As @Mitch pointed out in his comment, there is a phenomenon called calque or loan translation, where a word or a phrase is borrowed by word-per-word (or root-per-root) translation. According to the Online Etymology Dictionary, that's what happened here
from O.Fr. ne m'oubliez mye; in 15c. the flower was supposed to ensure that those wearing it should never be forgotten by their lovers. Similar loan-translations took the name into other languages, cf. Ger. Vergißmeinnicht, Swed. forgätmigej, Hungarian nefelejcs, Czech nezabudka.
Like many flowers, the Forget-me-not is named for its color. For unbelievable folk-etymologies, see http://symbolism.wikia.com/wiki/Forget-Me-Not
A Google image search indicates that the color of this flower ranges from light blue to red-violet. The most common Hebrew word for purple is SeGoL סָגוֹל. In second place, it is @aRGaMoN אַרגָמָן, probably borrowed from Akkadian argamannu.
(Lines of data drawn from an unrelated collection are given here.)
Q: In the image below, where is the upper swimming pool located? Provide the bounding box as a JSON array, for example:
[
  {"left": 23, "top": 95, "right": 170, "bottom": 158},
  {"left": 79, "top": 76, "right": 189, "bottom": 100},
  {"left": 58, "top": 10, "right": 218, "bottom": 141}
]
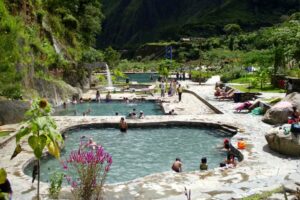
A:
[
  {"left": 54, "top": 101, "right": 163, "bottom": 116},
  {"left": 120, "top": 73, "right": 158, "bottom": 83}
]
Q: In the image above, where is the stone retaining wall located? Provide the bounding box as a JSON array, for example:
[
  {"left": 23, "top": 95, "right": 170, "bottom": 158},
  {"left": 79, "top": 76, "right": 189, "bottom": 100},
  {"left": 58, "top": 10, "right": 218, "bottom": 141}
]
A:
[{"left": 184, "top": 89, "right": 223, "bottom": 114}]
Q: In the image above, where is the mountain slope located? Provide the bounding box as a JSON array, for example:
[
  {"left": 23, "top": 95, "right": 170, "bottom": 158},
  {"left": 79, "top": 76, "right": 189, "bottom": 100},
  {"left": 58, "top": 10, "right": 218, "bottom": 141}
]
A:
[{"left": 97, "top": 0, "right": 300, "bottom": 48}]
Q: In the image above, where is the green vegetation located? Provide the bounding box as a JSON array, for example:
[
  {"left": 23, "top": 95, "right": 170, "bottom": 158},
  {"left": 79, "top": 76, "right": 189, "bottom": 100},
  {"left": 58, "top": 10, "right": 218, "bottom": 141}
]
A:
[
  {"left": 99, "top": 0, "right": 299, "bottom": 48},
  {"left": 231, "top": 84, "right": 285, "bottom": 93},
  {"left": 0, "top": 0, "right": 104, "bottom": 99},
  {"left": 1, "top": 0, "right": 299, "bottom": 98},
  {"left": 48, "top": 172, "right": 63, "bottom": 199},
  {"left": 241, "top": 187, "right": 283, "bottom": 200},
  {"left": 11, "top": 99, "right": 63, "bottom": 199},
  {"left": 0, "top": 131, "right": 11, "bottom": 137},
  {"left": 118, "top": 59, "right": 179, "bottom": 72}
]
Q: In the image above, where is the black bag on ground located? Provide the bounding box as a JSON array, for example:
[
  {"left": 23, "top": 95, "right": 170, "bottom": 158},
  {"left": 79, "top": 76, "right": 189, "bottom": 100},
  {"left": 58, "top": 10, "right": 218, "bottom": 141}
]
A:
[{"left": 291, "top": 124, "right": 300, "bottom": 134}]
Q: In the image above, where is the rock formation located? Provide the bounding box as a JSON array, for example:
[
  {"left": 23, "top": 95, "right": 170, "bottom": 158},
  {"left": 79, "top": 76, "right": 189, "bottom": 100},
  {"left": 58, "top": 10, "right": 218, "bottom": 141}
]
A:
[
  {"left": 262, "top": 92, "right": 300, "bottom": 125},
  {"left": 0, "top": 100, "right": 30, "bottom": 125},
  {"left": 265, "top": 126, "right": 300, "bottom": 156}
]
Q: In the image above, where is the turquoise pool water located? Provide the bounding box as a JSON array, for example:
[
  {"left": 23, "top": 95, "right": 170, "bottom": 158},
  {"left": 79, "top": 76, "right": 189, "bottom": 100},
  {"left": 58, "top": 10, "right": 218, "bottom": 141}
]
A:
[
  {"left": 120, "top": 73, "right": 158, "bottom": 83},
  {"left": 24, "top": 127, "right": 227, "bottom": 184},
  {"left": 54, "top": 101, "right": 163, "bottom": 116}
]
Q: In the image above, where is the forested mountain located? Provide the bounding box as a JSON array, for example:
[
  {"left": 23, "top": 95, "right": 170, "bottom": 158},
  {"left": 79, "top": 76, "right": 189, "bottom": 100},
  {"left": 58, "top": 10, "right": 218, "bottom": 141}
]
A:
[{"left": 97, "top": 0, "right": 300, "bottom": 48}]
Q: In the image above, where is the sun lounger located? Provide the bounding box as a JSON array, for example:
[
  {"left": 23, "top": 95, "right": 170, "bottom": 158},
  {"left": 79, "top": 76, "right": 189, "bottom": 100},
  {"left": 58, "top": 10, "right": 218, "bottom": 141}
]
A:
[{"left": 217, "top": 89, "right": 235, "bottom": 100}]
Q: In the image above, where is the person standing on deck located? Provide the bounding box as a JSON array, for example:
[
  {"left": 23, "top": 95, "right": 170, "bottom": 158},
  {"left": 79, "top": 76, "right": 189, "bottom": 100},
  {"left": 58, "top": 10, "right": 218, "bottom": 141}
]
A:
[
  {"left": 177, "top": 84, "right": 183, "bottom": 102},
  {"left": 160, "top": 81, "right": 165, "bottom": 98},
  {"left": 96, "top": 90, "right": 100, "bottom": 102},
  {"left": 286, "top": 79, "right": 293, "bottom": 95}
]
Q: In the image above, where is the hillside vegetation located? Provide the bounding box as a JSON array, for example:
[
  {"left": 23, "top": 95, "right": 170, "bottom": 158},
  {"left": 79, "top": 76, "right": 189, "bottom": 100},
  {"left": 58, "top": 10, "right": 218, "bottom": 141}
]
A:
[
  {"left": 0, "top": 0, "right": 104, "bottom": 99},
  {"left": 98, "top": 0, "right": 300, "bottom": 48}
]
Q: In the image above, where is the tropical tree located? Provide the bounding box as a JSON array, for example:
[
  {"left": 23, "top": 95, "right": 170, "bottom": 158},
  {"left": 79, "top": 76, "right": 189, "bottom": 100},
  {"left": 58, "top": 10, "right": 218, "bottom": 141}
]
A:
[
  {"left": 11, "top": 99, "right": 63, "bottom": 200},
  {"left": 158, "top": 65, "right": 169, "bottom": 79},
  {"left": 104, "top": 46, "right": 120, "bottom": 68},
  {"left": 224, "top": 24, "right": 242, "bottom": 51},
  {"left": 256, "top": 67, "right": 270, "bottom": 89},
  {"left": 81, "top": 48, "right": 103, "bottom": 63}
]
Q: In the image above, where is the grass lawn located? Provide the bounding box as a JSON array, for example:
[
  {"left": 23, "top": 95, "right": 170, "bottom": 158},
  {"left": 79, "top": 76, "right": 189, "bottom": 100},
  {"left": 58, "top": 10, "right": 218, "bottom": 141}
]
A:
[
  {"left": 230, "top": 84, "right": 285, "bottom": 93},
  {"left": 241, "top": 187, "right": 284, "bottom": 200},
  {"left": 0, "top": 131, "right": 12, "bottom": 137}
]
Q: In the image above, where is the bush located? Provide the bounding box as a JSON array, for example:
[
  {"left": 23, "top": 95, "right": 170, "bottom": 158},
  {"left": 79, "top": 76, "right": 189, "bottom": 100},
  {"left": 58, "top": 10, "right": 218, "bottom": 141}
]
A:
[
  {"left": 98, "top": 74, "right": 106, "bottom": 84},
  {"left": 62, "top": 14, "right": 78, "bottom": 30},
  {"left": 250, "top": 79, "right": 259, "bottom": 89},
  {"left": 61, "top": 140, "right": 112, "bottom": 200},
  {"left": 287, "top": 68, "right": 300, "bottom": 78},
  {"left": 1, "top": 84, "right": 22, "bottom": 99},
  {"left": 48, "top": 172, "right": 63, "bottom": 199},
  {"left": 36, "top": 10, "right": 45, "bottom": 24}
]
In many Hebrew nouns, the aleph which had been at the end of the word (but had lost its ancient northern GHT-sound) moved to the beginning of the word under the influence of Aramaic which used aleph as a suffix for the definite article. So moving the aleph in @aRGaMoN אַרגָמָן back to its original location makes the German name for this flower an excellent phono-semantic match for that Hebrew color.
aRGa Ma Ni[GHT] VeRGissMeinNiCHT FoRGet Me NoT
The German name was translated to French ne m'oubliez pas. The English name may have been independently transliterated from Hebrew or translated from French or German. Compare Yiddish Fargesnitl. Wikipedia thinks the English name was calqued from French.